Washington 25. Feb 2026

US-Regierung klagt gegen Universität UCLA

Das pro-palästinensische Lager an der UCLA wurde nach den Anschlägen vom 7. Oktober 2023 in Israel errichtet.   

In der Kritik steht mangelnder Schutz jüdischer und israelischer Beschäftigter.  

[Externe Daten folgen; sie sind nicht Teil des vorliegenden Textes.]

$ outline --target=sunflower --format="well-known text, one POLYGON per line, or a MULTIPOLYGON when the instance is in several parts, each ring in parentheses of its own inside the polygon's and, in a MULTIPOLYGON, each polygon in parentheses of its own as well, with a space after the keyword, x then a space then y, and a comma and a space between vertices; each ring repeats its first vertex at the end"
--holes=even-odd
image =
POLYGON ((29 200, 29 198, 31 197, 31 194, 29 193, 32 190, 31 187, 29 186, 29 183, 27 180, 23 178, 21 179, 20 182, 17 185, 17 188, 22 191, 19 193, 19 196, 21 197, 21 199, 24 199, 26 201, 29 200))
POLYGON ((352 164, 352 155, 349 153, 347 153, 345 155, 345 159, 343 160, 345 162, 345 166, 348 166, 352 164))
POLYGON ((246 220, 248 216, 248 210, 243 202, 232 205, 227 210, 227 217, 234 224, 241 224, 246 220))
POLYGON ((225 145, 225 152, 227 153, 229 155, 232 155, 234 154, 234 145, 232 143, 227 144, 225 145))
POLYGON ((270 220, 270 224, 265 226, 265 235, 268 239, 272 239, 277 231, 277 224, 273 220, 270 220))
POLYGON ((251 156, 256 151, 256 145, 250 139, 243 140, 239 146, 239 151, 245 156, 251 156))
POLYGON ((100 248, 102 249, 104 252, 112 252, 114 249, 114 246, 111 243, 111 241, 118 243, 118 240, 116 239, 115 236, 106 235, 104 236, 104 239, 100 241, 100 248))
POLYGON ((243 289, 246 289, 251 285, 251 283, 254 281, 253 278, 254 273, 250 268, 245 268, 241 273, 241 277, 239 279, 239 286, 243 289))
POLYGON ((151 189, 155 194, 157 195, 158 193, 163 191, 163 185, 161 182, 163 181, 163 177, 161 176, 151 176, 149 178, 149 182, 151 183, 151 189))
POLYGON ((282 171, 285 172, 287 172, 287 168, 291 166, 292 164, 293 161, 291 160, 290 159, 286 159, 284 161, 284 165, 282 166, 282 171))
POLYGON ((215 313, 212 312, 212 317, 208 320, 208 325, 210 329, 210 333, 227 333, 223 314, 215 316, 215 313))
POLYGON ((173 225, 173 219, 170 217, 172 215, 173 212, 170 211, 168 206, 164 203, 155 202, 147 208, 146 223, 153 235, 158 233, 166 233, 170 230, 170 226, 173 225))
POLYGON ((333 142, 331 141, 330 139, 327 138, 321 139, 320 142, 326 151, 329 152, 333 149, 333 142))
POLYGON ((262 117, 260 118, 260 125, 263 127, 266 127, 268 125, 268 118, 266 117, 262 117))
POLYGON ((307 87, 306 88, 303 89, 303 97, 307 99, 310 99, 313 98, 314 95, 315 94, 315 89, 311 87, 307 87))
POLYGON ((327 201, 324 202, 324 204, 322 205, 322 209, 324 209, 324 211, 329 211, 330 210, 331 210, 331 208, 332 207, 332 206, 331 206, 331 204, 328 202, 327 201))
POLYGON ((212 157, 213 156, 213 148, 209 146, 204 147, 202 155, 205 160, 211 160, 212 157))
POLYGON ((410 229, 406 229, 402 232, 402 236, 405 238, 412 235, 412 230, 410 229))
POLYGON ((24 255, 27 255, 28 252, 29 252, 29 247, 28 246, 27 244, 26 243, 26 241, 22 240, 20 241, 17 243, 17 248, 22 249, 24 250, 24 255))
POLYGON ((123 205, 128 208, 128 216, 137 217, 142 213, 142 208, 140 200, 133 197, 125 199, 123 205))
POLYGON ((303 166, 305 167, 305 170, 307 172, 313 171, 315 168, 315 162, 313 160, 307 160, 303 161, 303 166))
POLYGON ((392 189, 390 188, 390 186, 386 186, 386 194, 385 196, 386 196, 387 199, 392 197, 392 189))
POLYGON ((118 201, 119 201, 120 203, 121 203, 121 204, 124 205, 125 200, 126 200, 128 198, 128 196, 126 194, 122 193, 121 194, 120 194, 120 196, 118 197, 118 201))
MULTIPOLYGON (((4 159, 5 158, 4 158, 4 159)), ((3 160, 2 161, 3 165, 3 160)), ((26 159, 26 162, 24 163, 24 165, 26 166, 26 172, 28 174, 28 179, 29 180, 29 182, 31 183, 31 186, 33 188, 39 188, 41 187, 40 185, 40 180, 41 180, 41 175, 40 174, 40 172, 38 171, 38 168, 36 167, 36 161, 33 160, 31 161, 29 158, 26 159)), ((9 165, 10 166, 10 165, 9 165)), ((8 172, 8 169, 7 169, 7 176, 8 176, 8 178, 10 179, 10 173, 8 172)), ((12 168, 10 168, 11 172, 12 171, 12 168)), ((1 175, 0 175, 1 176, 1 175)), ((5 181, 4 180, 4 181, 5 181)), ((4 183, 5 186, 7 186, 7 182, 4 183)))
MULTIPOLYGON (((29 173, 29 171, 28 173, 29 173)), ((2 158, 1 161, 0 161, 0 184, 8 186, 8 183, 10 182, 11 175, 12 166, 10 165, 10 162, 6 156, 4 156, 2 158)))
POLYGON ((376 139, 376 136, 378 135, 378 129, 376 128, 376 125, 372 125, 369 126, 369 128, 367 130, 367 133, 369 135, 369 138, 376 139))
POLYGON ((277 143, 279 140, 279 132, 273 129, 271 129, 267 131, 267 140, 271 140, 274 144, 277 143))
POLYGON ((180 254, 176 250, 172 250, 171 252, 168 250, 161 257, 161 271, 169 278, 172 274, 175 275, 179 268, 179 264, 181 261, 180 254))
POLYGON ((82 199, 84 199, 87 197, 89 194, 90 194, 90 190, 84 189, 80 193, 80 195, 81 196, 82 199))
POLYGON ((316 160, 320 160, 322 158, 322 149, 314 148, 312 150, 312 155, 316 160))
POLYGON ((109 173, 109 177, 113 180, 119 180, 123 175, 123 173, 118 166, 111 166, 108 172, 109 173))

Die United States Department of Justice hat am Dienstag eine bundesstaatliche Klage gegen die University of California, Los Angeles (UCLA) eingereicht und wirft der renommierten US-Hochschule vor, jüdische und israelische Mitarbeiter nicht ausreichend vor antisemitischer Belästigung geschützt zu haben. 
In der am selben Tag, an dem Präsident Donald Trump seine erste Rede zur Lage der Nation plante, beim US-Bezirksgericht im zentralen Kalifornien eingereichten Klage behauptet das Justizministerium, die Universitätsleitung habe eine «feindselige Arbeitsumgebung» für jüdische und israelische Beschäftigte geschaffen beziehungsweise zugelassen – insbesondere im Zuge der massiven pro-palästinensischen Proteste seit dem 7. Oktober 2023 und im akademischen Jahr 2023/24. 
Nach Darstellung der Bundesregierung kam es laut Klageschrift wiederholt zu antisemitischen Drohungen, Störungen von Lehrveranstaltungen, antisemitischer Schmierereien und Situationen, in denen jüdische Beschäftigte während Protestaktionen den Zugang zu Teilen des Campus verwehrt wurde. Die Behörden werfen UCLA vor, eigene Regelwerke nicht durchgesetzt zu haben und Beschwerden unzureichend zu behandeln. 
Die Regierung beruft sich in der Beschwerdeschrift unter anderem auf Verstösse gegen Title VII des US-Civil Rights Act von 1964, der Beschäftigte vor Diskriminierung etwa wegen Religion schützt. Gefordert wird, dass das Gericht die Universität zwingt, ihre Antidiskriminierungs- und Anti-Belästigungsrichtlinien wirksam umzusetzen, entsprechende Schulungen anzuordnen und Entschädigungen für betroffene jüdische und israelische Mitarbeiter zu gewähren. 
Die Klage ist Teil einer breiteren Kampagne der Trump-Administration, grosse US-Universitäten wegen angeblicher antisemitischer Vorfälle während der Gaza-Konflikt-Proteste unter Druck zu setzen. UCLA hatte bereits im Jahr 2025 eine rund 6 Millionen USD schwere Einigung mit jüdischen Studierenden und einem Professor erzielt, die dem Hochschulmanagement vorgeworfen hatten, Proteste nicht ausreichend kontrolliert zu haben. 
Die Universität weist die Darstellung der Regierung zurück. In einer Stellungnahme betonte ein Sprecher, UCLA habe bereits bedeutende Massnahmen ergriffen, um die Sicherheit auf dem Campus zu erhöhen, Antisemitismus zu bekämpfen und ein inklusives Umfeld für alle Angehörigen der Hochschule zu schaffen. «Antisemitismus ist abscheulich und hat an der UCLA oder anderswo keinen Platz», hiess es.